The coins would become a metaphor for the resilience found within himself and in his community. George Monroe held on to them for decades. Monroe would never forget but as the years wore on and the Tulsa massacre would largely be erased from the local, state and national collective memory.
In 1997, when the State of Oklahoma convened the Tulsa Race Riot Commission, following years of advocacy by organizers, historians, activists and community groups, Monroe shared some of his coins and gave his testimony of the events of 1921. (In years since, historians have come to describe these events more accurately as a race massacre, rather than a riot)
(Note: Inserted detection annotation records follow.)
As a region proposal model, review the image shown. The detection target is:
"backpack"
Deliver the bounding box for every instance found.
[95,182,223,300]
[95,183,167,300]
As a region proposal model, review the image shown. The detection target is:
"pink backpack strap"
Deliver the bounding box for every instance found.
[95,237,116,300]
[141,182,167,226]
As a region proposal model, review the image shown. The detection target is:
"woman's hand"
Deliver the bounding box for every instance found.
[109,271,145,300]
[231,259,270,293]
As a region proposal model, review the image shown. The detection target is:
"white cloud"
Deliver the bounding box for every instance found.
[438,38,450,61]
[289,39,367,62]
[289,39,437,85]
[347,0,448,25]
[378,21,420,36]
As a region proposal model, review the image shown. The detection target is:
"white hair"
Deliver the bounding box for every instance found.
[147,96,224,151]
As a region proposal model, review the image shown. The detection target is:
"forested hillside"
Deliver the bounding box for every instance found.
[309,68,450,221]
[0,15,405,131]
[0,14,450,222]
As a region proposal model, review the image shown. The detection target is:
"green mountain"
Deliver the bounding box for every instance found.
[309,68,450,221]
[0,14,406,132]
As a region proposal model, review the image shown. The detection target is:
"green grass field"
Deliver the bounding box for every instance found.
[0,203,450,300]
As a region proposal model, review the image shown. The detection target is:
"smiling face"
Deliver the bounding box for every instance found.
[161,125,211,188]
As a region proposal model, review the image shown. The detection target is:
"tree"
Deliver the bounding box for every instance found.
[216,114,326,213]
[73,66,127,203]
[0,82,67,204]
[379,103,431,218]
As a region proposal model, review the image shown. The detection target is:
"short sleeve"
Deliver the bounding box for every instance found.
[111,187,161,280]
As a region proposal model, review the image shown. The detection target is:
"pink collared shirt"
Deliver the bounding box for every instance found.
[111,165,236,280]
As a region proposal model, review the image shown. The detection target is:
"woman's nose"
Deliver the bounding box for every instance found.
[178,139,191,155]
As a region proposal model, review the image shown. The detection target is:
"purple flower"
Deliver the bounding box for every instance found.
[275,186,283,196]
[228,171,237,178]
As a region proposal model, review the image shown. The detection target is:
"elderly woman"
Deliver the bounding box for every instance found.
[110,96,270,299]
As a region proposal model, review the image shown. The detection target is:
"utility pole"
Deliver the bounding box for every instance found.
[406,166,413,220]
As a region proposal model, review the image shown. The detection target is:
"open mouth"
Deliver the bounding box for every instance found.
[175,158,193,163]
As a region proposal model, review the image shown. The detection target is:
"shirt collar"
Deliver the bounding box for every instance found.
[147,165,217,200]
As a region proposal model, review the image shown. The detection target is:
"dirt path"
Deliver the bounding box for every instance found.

Five of his pennies are now held in NMAAHC’s collections. They came as a donation from historian Scott Ellsworth, who served as a member of the Riot Commission and who understood the power of the pennies as some of the most powerful and tangible symbols of the massacre, stating: “I know that my old friend, the late George Monroe, would have heartily approved.”
The pennies are on display as the centerpiece of the museum’s exhibition on the topic, which details the decades-long reverberations from that harrowing event and the resilience of the Black community across time in striving for reckoning, repair and justice.
They are also tangible reminders of the sacred trust between NMAAHC and the people whose histories are represented to the world. They carry new currency as Smithsonian treasures; artifacts that need to be measured by a new calculus of truth-telling and reckoning about our country’s shared history and our shared future.